Le conseil municipal pourrait-il être composé d'une majorité d'élus favorable à l'idée de faire d'Ottawa une capitale officiellement bilingue, au lendemain des élections du 27 octobre prochain?
Cela est bien possible, selon les données préliminaires d'un sondage envoyé à des candidats aux élections municipales.
Sur les quelque 70 prétendants sondés, une vingtaine a déjà répondu au questionnaire envoyé par le Comité sur la représentation créée à la suite des États généraux de la francophonie d'Ottawa, alors que 82% d'entre eux se sont dits en faveur du bilinguisme officiel à la Ville d'Ottawa.
Il y a toutefois loin de la coupe aux lèvres, les répondants étant en très grande majorité des candidats non élus.
«Ça annonce de belles choses, mais il reste à voir combien de ces candidats seront élus», modère le coordonnateur du comité, Luc Léger.

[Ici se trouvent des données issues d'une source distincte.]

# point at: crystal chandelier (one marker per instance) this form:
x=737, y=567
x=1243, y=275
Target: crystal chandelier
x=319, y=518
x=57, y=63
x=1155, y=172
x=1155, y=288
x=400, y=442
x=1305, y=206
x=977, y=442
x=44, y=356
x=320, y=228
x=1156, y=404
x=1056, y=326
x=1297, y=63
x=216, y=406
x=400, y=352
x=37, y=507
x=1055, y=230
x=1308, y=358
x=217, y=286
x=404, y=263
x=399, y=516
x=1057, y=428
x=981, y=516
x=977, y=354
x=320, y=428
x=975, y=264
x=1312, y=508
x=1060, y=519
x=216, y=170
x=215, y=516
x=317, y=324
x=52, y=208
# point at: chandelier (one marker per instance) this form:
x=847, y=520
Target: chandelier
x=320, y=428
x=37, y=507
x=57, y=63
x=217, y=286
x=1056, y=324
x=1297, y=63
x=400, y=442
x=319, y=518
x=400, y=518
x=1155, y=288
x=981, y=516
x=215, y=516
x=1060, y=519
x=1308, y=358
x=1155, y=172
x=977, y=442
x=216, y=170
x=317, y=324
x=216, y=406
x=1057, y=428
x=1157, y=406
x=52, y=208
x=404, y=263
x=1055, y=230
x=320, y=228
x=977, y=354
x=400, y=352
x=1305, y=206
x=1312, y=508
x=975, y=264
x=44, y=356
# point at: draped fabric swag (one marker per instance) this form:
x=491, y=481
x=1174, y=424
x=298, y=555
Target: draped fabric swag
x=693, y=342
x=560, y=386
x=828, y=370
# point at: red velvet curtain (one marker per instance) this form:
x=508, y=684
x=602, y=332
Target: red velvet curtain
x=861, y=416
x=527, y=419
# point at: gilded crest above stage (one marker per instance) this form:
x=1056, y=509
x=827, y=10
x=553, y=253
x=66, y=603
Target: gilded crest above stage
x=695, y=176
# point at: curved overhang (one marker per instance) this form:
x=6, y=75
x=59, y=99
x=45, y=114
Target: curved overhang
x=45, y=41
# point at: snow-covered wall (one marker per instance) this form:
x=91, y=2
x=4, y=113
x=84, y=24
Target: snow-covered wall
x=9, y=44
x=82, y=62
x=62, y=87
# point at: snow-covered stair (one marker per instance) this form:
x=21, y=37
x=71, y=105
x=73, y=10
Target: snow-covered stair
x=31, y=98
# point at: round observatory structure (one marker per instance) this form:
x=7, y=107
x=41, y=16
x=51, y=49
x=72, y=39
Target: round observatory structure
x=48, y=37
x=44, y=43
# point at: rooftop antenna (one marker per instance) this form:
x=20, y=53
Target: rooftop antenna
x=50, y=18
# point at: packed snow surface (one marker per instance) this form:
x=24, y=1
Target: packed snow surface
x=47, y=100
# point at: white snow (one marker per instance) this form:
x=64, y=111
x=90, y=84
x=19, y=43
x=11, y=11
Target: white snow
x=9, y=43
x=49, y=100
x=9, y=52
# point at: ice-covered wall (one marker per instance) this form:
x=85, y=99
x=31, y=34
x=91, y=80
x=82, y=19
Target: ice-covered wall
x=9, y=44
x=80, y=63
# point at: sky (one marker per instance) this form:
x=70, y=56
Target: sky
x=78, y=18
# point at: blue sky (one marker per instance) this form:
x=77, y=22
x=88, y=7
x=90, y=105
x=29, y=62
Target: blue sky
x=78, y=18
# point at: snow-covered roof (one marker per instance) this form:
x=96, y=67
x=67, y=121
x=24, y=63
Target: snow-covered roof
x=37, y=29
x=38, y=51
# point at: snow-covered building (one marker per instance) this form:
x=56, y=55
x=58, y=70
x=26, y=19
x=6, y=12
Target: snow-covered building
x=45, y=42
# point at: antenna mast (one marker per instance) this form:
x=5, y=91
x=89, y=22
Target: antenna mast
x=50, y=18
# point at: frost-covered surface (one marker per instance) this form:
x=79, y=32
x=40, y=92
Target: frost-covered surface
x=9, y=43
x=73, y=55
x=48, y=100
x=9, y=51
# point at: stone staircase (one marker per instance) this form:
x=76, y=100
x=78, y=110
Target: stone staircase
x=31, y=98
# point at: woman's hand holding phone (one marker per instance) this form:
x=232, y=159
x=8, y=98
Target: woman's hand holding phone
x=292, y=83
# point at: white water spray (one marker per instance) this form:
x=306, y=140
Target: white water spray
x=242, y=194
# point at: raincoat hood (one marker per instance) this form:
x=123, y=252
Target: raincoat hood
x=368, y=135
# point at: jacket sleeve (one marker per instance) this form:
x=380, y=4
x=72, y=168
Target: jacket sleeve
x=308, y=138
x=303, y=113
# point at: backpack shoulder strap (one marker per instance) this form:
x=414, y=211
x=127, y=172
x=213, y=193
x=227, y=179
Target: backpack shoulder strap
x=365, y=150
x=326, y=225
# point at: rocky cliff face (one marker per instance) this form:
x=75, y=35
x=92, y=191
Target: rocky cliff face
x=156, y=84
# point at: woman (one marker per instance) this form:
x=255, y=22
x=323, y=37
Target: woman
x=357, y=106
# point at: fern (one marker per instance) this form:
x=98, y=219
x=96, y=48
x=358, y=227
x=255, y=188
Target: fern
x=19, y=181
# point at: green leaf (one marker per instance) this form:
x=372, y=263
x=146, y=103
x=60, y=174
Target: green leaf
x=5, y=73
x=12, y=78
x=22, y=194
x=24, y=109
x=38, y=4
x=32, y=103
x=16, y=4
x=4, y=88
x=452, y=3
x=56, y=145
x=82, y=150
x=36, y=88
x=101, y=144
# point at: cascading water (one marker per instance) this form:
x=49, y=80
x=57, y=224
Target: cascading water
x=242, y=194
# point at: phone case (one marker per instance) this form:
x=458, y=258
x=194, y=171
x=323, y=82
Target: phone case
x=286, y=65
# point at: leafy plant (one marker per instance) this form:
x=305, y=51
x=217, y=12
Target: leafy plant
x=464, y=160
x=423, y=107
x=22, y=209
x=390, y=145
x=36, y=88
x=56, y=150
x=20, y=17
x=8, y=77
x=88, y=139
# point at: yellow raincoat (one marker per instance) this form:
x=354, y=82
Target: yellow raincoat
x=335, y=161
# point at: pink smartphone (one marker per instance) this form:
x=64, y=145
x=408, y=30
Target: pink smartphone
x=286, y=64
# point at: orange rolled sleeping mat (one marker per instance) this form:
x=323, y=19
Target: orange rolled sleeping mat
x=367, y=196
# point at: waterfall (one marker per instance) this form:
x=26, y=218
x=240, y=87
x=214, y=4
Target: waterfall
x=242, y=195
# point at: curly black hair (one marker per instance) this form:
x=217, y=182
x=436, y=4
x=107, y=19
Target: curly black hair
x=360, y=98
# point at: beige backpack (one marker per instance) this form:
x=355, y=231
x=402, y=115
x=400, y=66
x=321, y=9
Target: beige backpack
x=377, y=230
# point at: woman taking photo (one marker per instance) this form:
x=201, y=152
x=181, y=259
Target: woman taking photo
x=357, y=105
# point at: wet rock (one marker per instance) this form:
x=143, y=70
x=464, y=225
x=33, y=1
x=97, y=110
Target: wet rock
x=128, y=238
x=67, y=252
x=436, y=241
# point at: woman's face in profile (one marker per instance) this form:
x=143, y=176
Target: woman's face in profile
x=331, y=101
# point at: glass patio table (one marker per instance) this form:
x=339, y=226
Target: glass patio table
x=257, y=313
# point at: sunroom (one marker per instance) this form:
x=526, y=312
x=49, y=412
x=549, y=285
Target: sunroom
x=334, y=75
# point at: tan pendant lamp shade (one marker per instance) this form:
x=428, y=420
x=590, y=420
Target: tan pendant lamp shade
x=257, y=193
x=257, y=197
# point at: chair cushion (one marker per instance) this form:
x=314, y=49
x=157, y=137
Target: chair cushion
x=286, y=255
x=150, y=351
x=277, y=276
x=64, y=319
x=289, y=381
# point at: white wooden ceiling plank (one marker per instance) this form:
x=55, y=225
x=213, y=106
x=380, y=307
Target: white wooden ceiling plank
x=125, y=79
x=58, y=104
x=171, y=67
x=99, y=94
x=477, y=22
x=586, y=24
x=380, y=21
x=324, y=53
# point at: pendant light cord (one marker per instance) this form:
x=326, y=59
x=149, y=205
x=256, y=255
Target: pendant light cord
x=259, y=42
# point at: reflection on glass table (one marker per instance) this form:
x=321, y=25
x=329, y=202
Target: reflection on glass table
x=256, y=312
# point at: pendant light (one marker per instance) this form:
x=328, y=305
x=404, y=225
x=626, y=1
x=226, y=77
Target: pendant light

M. Léger confirme qu'un candidat au poste de maire a répondu par l'affirmative à la question du bilinguisme officiel, sans toutefois dévoiler son nom.
De plus, 70% répondants ont indiqué que la francophonie devrait occuper une plus grande place dans la capitale, se réjouit-il.
«Ce qui me surprend le plus, c'est que les candidats qui ont répondu au sondage, ce sont majoritairement des anglophones», dit-il. «Il n'y a qu'un seul candidat qui a dit qu'il n'était pas en faveur du bilinguisme officiel, mais il y a quelques candidats qui n'ont pas répondu à la question.»
L'idée de faire d'Ottawa une ville officiellement bilingue a déjà gagné l'appui - à tout de moins moral - de politiciens provinciaux et fédéraux. Il est toutefois de la prérogative du conseil municipal de demander, si c'est son désir, une telle désignation.